A Stop For Sand Lizards
In various places around Palm Springs and the Coachella Valley are many areas of pale-colored (almost white) sand flats and dunes. We were soon abroad with noosing gear to catch and release lizards and snakes and to enjoy exploring habitat for creatures of special focus was the Coachella Valley Fringe-toed Lizard.
This animal, in structure and behavior, is a bundle of adaptations that fit it for life in fine windblown sand. Such sands have particles so fine as to feel like velvet when held in one’s hand and stroked. Notable also are the pointed scales on the toes that help prevent sinking into the sand. Fringe-toes can run rapidly over sand surfaces and, in a flash, bury themselves out of sight. A predator such as a Roadrunner, can run past a buried lizard and never find it. I have seen tracks that indicated the futile wandering efforts of the bird after passing a lizard’s burial site. There follows pictures of the Sand Lizard and many other animals that were found in this desert animal paradise as we knew it in the 1950s [not included].
Salton Sea, San Felipe Creek, and Places to Get Wet
We were not prepared to swim in the Sea but I told the kids that its salt content was so great they could float with ease in its waters. I had done so when a flock of white Pelicans was present and was able to swim right next to them when they were feeding. They didn’t seem to mind. They were scooping up brome fish.
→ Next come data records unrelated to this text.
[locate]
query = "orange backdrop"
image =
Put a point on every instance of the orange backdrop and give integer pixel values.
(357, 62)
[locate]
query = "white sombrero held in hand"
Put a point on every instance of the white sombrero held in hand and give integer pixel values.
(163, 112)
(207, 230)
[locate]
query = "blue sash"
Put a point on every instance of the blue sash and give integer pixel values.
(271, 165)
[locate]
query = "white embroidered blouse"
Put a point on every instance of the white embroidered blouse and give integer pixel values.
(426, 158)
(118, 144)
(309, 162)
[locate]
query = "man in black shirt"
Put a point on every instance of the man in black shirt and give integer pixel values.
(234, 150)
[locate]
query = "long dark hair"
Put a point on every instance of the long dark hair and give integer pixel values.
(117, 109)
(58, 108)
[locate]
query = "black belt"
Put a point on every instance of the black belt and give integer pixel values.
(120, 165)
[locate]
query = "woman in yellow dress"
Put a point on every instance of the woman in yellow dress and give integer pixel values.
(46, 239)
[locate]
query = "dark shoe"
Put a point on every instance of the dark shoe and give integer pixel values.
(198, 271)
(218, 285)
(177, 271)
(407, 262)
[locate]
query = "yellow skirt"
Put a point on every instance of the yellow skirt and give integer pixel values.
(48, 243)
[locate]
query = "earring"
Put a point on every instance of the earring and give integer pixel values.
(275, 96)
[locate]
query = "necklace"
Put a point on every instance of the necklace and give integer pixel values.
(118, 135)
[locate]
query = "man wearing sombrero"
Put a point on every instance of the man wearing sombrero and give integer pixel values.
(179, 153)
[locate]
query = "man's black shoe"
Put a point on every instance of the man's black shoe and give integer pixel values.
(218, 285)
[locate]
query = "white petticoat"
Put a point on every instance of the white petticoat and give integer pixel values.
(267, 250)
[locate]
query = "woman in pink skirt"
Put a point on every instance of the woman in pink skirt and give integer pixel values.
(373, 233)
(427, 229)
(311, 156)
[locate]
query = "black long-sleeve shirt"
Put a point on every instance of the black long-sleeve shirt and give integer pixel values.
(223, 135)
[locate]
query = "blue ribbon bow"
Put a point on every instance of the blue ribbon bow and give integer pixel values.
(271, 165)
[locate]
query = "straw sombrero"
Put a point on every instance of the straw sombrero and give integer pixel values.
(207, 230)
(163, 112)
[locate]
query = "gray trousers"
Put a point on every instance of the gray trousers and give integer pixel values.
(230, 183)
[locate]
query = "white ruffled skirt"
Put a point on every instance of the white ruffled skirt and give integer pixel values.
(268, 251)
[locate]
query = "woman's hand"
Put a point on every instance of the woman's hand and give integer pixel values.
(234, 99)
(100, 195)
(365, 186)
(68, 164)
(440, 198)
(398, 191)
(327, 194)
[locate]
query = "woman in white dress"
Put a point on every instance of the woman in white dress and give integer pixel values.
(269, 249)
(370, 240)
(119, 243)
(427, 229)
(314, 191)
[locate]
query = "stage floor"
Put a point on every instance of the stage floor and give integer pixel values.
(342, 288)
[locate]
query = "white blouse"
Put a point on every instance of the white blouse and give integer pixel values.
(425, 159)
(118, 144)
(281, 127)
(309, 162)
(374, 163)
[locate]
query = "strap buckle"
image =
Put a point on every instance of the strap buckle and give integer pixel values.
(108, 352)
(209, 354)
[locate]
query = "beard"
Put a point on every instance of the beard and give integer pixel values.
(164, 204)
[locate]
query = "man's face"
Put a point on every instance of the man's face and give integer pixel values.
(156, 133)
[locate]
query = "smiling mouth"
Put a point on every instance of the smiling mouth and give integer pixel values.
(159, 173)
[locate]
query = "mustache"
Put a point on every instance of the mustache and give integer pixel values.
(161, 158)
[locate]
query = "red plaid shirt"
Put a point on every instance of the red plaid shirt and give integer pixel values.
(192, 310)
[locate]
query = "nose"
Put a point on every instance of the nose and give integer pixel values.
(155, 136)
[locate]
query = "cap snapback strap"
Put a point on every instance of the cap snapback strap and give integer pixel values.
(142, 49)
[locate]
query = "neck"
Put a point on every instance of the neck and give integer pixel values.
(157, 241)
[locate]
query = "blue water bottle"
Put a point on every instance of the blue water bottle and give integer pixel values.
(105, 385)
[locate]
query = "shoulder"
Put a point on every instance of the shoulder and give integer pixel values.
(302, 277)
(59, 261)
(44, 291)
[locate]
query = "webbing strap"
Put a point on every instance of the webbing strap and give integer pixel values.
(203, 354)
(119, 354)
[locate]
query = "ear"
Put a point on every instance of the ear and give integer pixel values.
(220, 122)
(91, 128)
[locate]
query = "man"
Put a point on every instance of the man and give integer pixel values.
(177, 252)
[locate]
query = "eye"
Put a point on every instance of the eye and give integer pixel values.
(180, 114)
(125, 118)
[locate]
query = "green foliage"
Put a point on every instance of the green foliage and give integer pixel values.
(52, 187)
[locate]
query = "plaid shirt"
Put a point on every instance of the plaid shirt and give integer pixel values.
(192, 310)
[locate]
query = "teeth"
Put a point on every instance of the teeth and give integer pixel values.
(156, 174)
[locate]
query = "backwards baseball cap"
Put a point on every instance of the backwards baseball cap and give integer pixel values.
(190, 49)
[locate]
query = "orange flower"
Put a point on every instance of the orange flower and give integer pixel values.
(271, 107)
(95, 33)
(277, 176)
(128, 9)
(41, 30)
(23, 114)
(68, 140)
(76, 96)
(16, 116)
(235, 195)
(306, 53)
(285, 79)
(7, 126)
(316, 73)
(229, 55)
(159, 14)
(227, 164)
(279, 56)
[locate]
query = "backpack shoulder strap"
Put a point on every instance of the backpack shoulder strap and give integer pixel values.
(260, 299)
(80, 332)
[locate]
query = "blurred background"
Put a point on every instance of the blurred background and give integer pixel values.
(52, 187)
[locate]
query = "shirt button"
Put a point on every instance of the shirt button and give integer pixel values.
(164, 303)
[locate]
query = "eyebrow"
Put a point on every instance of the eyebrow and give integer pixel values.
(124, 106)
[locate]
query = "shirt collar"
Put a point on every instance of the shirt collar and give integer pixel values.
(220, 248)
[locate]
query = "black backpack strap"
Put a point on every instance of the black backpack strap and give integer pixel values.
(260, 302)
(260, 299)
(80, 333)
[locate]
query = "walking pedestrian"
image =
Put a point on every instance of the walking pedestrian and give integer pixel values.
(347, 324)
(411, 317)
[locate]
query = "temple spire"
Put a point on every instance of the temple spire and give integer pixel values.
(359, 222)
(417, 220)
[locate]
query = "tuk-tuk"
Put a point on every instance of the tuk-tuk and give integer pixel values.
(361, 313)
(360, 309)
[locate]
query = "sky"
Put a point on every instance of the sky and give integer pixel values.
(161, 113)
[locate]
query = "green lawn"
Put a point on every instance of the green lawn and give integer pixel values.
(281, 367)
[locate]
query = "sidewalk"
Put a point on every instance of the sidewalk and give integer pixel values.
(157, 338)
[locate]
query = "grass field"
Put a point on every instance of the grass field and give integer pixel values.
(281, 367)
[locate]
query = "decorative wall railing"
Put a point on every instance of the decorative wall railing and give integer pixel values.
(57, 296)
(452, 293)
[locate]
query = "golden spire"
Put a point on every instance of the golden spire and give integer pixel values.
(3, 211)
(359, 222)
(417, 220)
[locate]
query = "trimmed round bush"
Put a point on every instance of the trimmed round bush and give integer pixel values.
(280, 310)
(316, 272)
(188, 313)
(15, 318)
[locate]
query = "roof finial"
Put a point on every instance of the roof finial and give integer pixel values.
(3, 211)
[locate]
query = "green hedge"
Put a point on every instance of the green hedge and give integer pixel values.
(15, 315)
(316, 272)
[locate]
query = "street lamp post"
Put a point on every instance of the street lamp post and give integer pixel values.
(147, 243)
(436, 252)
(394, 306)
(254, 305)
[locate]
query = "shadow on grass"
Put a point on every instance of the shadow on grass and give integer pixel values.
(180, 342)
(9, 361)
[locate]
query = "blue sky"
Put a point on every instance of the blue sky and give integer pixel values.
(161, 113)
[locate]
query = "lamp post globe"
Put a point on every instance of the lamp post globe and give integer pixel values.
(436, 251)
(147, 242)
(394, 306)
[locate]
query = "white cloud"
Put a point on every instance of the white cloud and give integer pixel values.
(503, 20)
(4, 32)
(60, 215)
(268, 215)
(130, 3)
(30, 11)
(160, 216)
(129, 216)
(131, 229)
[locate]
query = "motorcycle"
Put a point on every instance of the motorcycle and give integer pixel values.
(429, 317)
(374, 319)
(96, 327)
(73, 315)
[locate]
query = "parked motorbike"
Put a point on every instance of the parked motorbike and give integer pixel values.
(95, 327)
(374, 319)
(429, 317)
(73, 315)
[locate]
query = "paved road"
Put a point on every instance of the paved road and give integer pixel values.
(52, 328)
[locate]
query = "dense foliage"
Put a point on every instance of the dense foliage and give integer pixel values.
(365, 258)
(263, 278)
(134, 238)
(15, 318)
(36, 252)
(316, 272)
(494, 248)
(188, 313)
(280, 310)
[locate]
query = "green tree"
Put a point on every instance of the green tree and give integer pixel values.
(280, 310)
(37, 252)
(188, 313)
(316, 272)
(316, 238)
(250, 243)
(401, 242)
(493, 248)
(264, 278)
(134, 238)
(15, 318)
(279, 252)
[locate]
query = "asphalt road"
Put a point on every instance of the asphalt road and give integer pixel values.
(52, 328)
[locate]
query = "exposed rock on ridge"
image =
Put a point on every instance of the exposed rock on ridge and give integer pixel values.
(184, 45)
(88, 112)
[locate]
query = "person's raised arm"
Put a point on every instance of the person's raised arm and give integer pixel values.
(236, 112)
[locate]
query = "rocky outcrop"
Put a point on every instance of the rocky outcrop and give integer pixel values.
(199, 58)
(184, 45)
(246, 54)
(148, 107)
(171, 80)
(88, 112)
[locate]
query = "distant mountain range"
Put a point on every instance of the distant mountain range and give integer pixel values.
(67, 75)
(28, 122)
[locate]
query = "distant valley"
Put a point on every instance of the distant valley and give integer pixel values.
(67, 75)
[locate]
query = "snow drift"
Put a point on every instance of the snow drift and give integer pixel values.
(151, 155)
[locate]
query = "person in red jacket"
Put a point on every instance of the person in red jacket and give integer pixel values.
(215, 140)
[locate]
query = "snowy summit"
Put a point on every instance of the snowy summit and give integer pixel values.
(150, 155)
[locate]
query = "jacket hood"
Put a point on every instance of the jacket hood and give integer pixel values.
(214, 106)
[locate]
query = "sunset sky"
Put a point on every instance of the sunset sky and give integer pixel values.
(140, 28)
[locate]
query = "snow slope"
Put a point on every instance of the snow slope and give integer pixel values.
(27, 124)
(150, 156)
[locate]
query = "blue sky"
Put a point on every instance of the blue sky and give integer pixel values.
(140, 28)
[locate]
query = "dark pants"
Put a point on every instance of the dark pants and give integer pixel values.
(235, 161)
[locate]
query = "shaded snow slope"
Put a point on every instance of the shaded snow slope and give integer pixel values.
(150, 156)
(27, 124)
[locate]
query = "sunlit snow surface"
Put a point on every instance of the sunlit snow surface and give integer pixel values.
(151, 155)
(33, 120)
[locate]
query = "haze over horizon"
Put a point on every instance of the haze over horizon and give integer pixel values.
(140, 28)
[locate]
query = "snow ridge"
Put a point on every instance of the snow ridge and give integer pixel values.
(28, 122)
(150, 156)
Near the south end of the Sea is san Felipe Creek that feeds its waters. At this site (or a similar one farther south), the kids had a great time cooling off and exploring for Pacific Treefrogs (Hyla regilla) and other marsh-dwelling creatures.
Just before uniting with the Leopold party we stopped at a site where the kids could see, on a nearby hill-side, the water line left by a much larger and deeper Salton sea, when there were many low-lying places world-wide that filled with water following the last ice age. We would be well under water where we stood.
A Nature Playground: Anza Borrego Desert State Park
Our Journey Ends
Professor Leopold soon took off to do a study of rare mountain deer. I was in charge of group members. Our stay at Anza Borrego was brief – two or three days as I recall. My memory focuses on one thing – a game of “Hide and Seek”, concocted by the kids. Perhaps they now felt nature could wait. It was time for outdoor play. I have a clear memory of the event. It was late. Dusk was approaching. I was tired and decided to turn in. I had laid out my sleeping bag, on the ground, at a comfortable site. As I crawled into bed and started to settle down for the night, I felt a lumpiness and motion under my bed. Alarmed, I started to get up when Ted Papenfuss crawled out from underneath! He thought he had found a perfect hiding place.
Soon thereafter we headed for home and had the pleasure of retracing part of our desert travel route. The only thing that marred that part of the trip was, as we approached the outskirts of Berkeley, our destination, I was pulled over for speeding and got a ticket, much to the amusement of my young desert passengers! I really wasn’t that eager to unload my cargo of kids.
Editor’s Note: With the exception of minor typographical and editorial corrections, all efforts have been taken to preserve Dr. Stebbins’ text as originally recorded.